Katwala also noted that the 2011 census results showed that a large and  growing proportion of children in Britain today are growing up in households containing members of different ethnic backgrounds: “This poll shows that the view that race should not be a decisive factor in adoptions is held more strongly by non-white Britons. That may reflect the finding across many studies of attitudes which consistently show that most people from ethnic minority backgrounds think integration is important in a multi-ethnic society. The census results showed more than one in ten children are growing up in families which contain people from different ethnic backgrounds, as mixed relationships have become a growing, everyday norm over the last half century. In that sense, adoption reforms to ensure that race and ethnicity are not a barrier to adoption could be seen to also reflect that increasing broader social reality of a Britain in which family life is decreasingly segregated along ethnic lines”

Those from mixed race backgrounds were also particularly likely to think mixed race relationships were good for integration – by 77% to 3%.

Overall, 21% of those surveyed worried that mixed race relationships “may lead to the dilution of the identity and culture of the different ethnic groups in our society”. While 23% of white respondents worried about the dilution of the identity and culture of distinct groups, this fear was less likely to be held by non-white respondents (12%) though it did rise to 18% among British Asian respondents. But 44% of white respondents and 66% of non-white respondents supported the generally more popular view that “the growth of mixed race relationships are a good thing. It shows that people can and do mix across ethnic lines, which could help Britain become more integrated”.

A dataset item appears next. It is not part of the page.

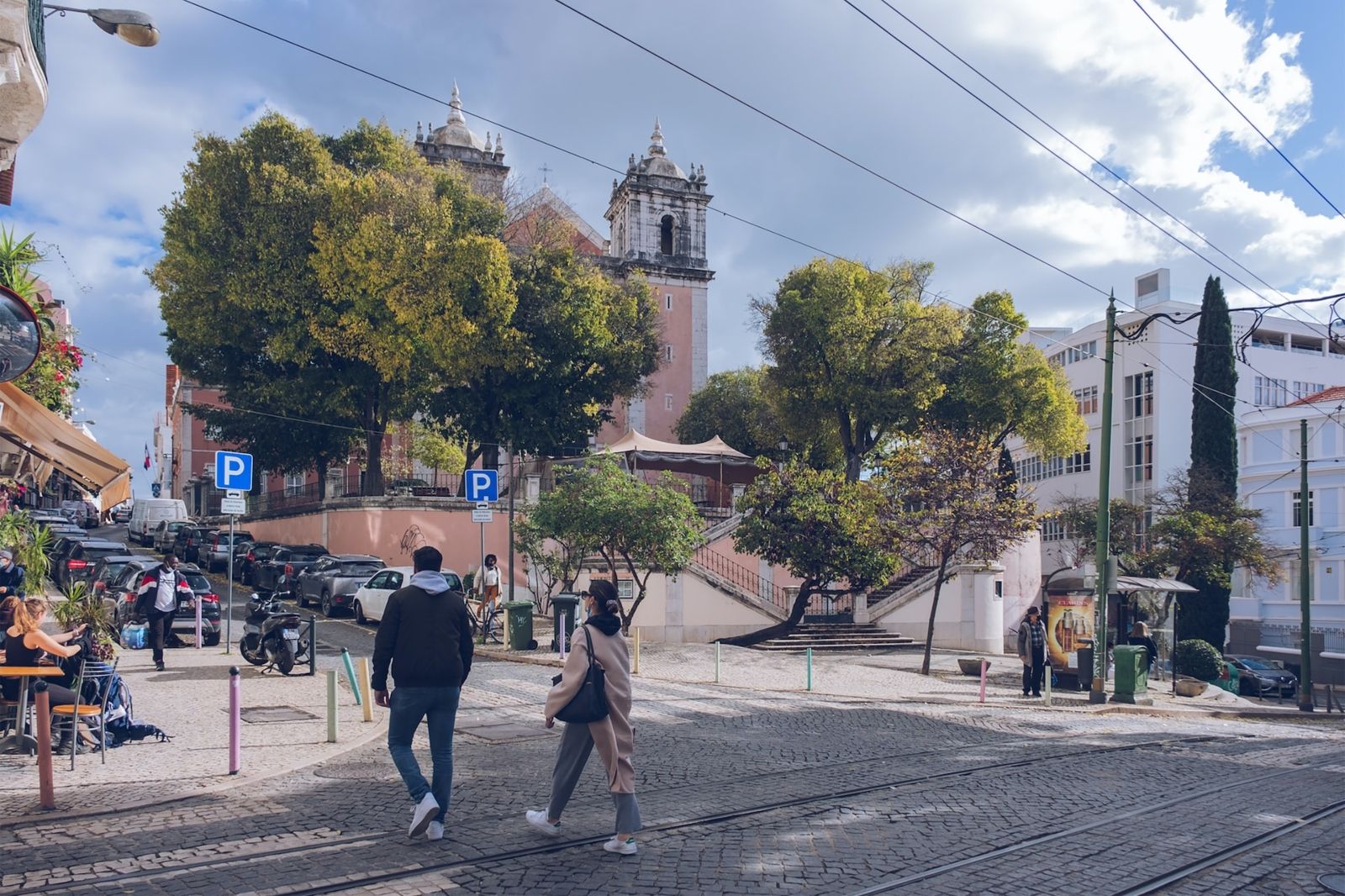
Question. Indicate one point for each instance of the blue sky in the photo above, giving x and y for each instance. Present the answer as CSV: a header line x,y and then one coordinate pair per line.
x,y
121,120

The polling was carried out by Britain Thinks, among 2149 respondents, and  the findings on public attitudes informed British Future’s recent report ‘The Melting Pot Generation: How Britain became more relaxed about race‘. There were 261 non-white respondents, with 123 Asian participants, 53* who are black and 47* who are mixed race. * The small sample size of the black and mixed race groups should be noted when interpreting the responses beyond the different responses of white and BME respondents overall.